Lynne Abraham’s Startling Admission Should Disqualify Her

She says she didn't charge bad cops because there wasn't a constituency back then.

Lynne Abraham | Photo by Matt Rourke

Lynne Abraham | Photo by Matt Rourke

So, Lynne Abraham essentially disqualified herself in the mayor’s race last week.

She did so in such matter-of-fact, low-key fashion that I’m not sure that Philadelphians really noticed what she did. I’m not sure she noticed what she did. But the attitude she revealed was horrifying, dangerous, and a threat to the “new” Philadelphia so many people have worked to build in recent years. It needs a bit more sunlight.

Let’s rewind to the beginning. My Philly Mag colleague Holly Otterbein wrote about one of the last big decisions Abraham made during her two decades as the city’s district attorney — the decision not to prosecute Sgt. Chauncey Ellison or his then-girlfriend, Officer Robin Fortune, off-duty cops involved in the shooting of 20-year-old man, Lawrence Allen, over … pizza.

What happened:

In 2008, according to newspaper reports, Allen was friends with a teenager who stole a pizza from Sgt. Ellison’s son. The police sergeant and Officer Fortune tracked the thief down to Allen’s block, where witnesses say Allen tried to diffuse the situation and even offered to pay for the pie.

What happened next is hotly disputed. Ellison says Allen pulled a gun on him, and Ellison then shot Allen in self defense. Some witnesses say Allen indeed appeared to draw a gun; others say he was unarmed.

No gun was ever found near Allen’s body or in his house.

Abraham didn’t press charges. Seth Williams, after he replaced Abraham, revived the case and ended up winning convictions for the two officers on charges of reckless endangerment.

What does Abraham have to say about all of this today? Pay close attention:

As it turns out, she says she would handle the case differently today. She would charge Ellison and Fortune with reckless endangerment “given the circumstances that we know now, and the evidence that we have now about the temper of the community, if you will.”

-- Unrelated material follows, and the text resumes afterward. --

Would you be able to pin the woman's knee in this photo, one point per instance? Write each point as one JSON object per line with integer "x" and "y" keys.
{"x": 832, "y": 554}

Emphasis added. Read it again. Abraham is saying, essentially, that she didn’t prosecute bad cops back in 2008 because there wasn’t a constituency for it back then.

Breathtaking.

OK, Lynne Abraham’s a politician. Politicians pander. It’s not always a bad thing — in a democracy, you don’t want a leader who is completely disconnected from the will and desires of the people he or she serves. Sometimes, though, you need a leader who will make a call based on what’s right and what’s wrong.

Abraham, however, is saying that important questions — of life or death, right or wrong, lawful or unlawful — have been decided by the community’s “temper,” as though Lawrence Allen’s death was OK back when police were popular, but is less so now that folks have been riled up by Ferguson, the death of Eric Garner in Staten Island, the Philadelphia shooting of Brandon Tate-Brown, the death of Baltimore’s Freddie Gray, and the Department of Justice report examining Philly PD’s use of force.

If you care about the current wave of police reform, why would you ever vote for Abraham, knowing she’s already deemed one man’s life an insufficient crowd-pleaser? And if you’re on the other side of the issue, can you ever trust Abraham after she’s admitted a willingness to flip-flop on such an important matter based on the voter mood?

Lynne Abraham just admitted she governs with her finger in the wind — and does so when lives are being weighed. She does not deserve to be rewarded with the mayor’s office.